L'arrêt du fonctionnement ovarien :

Si la périménopause peut emprunter le «masque» d'une ménopause avec une interruption des règles pendant plusieurs mois, voire de huit à dix, la ménopause, elle, se traduit par l'arrêt définitif du fonctionnement ovarien pendant au moins douze mois : plus de production hormonale (estrogènes et progestérone) ni d'ovulation.
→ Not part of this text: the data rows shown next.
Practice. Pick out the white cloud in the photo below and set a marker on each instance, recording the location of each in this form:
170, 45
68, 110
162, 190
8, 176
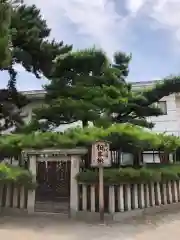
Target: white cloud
95, 20
165, 13
134, 5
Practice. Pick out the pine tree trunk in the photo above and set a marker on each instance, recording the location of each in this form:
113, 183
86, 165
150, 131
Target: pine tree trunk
84, 123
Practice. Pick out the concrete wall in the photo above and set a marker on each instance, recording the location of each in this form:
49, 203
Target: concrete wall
169, 123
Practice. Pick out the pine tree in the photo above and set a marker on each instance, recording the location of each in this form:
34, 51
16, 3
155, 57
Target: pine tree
25, 40
85, 86
5, 16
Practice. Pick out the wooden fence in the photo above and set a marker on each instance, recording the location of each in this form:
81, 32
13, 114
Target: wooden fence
128, 197
13, 197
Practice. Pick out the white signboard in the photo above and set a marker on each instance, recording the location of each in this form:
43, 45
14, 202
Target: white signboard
100, 154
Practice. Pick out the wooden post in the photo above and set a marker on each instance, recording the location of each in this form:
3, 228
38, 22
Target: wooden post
101, 193
100, 158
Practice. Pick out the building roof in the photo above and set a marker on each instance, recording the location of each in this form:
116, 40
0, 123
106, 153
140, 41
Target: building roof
39, 94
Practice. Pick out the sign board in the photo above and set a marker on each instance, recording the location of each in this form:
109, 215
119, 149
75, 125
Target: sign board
100, 154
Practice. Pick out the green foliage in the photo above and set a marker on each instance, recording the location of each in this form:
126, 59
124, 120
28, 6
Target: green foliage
23, 40
127, 136
16, 175
131, 175
85, 86
5, 16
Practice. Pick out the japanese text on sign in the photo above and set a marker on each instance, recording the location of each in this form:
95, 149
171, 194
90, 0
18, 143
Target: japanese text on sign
100, 154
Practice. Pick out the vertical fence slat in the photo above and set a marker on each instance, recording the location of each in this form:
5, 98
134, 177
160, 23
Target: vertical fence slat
141, 196
175, 191
164, 194
84, 197
128, 197
158, 194
1, 193
135, 196
111, 199
15, 198
147, 196
8, 196
22, 197
152, 194
178, 190
169, 191
93, 208
121, 198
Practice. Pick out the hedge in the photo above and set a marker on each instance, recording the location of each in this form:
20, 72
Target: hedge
131, 175
16, 175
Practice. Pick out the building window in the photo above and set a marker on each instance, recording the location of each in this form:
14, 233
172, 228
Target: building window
163, 106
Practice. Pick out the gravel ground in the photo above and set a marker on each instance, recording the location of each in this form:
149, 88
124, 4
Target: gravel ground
161, 226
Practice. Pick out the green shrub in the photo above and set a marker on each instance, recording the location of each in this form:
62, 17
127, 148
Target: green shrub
17, 176
131, 175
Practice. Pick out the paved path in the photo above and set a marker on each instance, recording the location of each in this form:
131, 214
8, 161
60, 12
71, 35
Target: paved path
160, 227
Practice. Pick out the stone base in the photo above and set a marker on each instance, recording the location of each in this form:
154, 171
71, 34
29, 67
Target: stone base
94, 216
122, 216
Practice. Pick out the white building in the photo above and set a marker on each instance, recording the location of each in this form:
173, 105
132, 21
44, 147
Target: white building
169, 122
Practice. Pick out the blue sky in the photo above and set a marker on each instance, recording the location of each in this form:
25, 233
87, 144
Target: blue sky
149, 29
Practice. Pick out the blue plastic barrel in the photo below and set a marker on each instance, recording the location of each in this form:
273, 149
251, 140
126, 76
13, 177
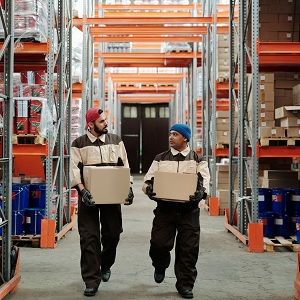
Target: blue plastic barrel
17, 222
268, 221
298, 229
20, 196
283, 226
264, 200
295, 202
38, 195
281, 201
33, 217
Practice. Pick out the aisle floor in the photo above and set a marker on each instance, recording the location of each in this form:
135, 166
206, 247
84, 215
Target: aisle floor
226, 270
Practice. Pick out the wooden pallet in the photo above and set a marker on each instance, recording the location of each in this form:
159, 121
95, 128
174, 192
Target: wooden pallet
279, 141
23, 139
290, 243
23, 240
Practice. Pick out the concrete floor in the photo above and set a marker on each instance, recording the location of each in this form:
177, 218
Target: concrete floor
226, 269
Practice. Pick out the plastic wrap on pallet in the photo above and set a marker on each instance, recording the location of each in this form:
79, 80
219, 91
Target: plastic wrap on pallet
30, 20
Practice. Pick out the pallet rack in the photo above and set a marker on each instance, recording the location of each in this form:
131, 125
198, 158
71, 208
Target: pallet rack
52, 157
264, 56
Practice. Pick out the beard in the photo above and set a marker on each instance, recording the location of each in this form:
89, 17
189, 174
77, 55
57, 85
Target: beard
100, 131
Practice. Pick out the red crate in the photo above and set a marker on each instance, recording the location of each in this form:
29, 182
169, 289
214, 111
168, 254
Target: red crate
35, 108
21, 125
34, 125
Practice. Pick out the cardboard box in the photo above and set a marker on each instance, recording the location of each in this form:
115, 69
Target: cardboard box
287, 111
108, 185
174, 186
280, 174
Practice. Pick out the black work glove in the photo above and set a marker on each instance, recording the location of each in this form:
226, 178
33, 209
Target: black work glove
87, 197
198, 196
149, 190
130, 197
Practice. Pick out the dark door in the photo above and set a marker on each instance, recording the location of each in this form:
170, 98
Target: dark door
155, 124
130, 128
145, 130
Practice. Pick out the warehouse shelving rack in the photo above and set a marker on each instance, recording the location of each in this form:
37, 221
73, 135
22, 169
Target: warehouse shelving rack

La transformation des seins :

Malgré l'absence d'estrogènes et de progestérone (un de leurs supports hormonaux les plus importants), les seins continuent parfois à vivre, car ils restent sensibles à bien d'autres hormones : les hormones mâles (sécrétées par les surrénales), les neuro hormones (d'origine cérébrale), ou celles d'origine hypophysaire comme la prolactine, etc. La disparition des estrogènes et de la progestérone se remarquera par le calme qu'elle engendre : il est en effet assez rare d'affronter des « tempêtes mammaires » après la ménopause.
Mais que se passe-t-il à l'intérieur du sein ? Si tout est affaire de personnes, on constate pourtant une grande ten¬dance à l'augmentation du tissu graisseux au dépens de la glande elle-même (acini et canaux galactophores). Au fil du temps, ce tissu se substitue à la glande et le tissu fibreux lui-même se raréfie : les mammographies effectuées aux alentours de la cinquantaine montrent souvent un sein constitué de quelques îlots glandulaires résiduels, entourés de bandes de tissus fibreux plus ou moins effiloché ; tout le reste de la glande et du globe étant envahi par la graisse.
Ces mammographies ont l'avantage d'être très lisibles, car la graisse donne une image homogène, claire et transparente, contrairement au tissu fibreux et à la glande, qui envahit la radio de fibres blanches, denses, inextricables et souvent indéchiffrables, surtout en cas de tissu hypertrophique.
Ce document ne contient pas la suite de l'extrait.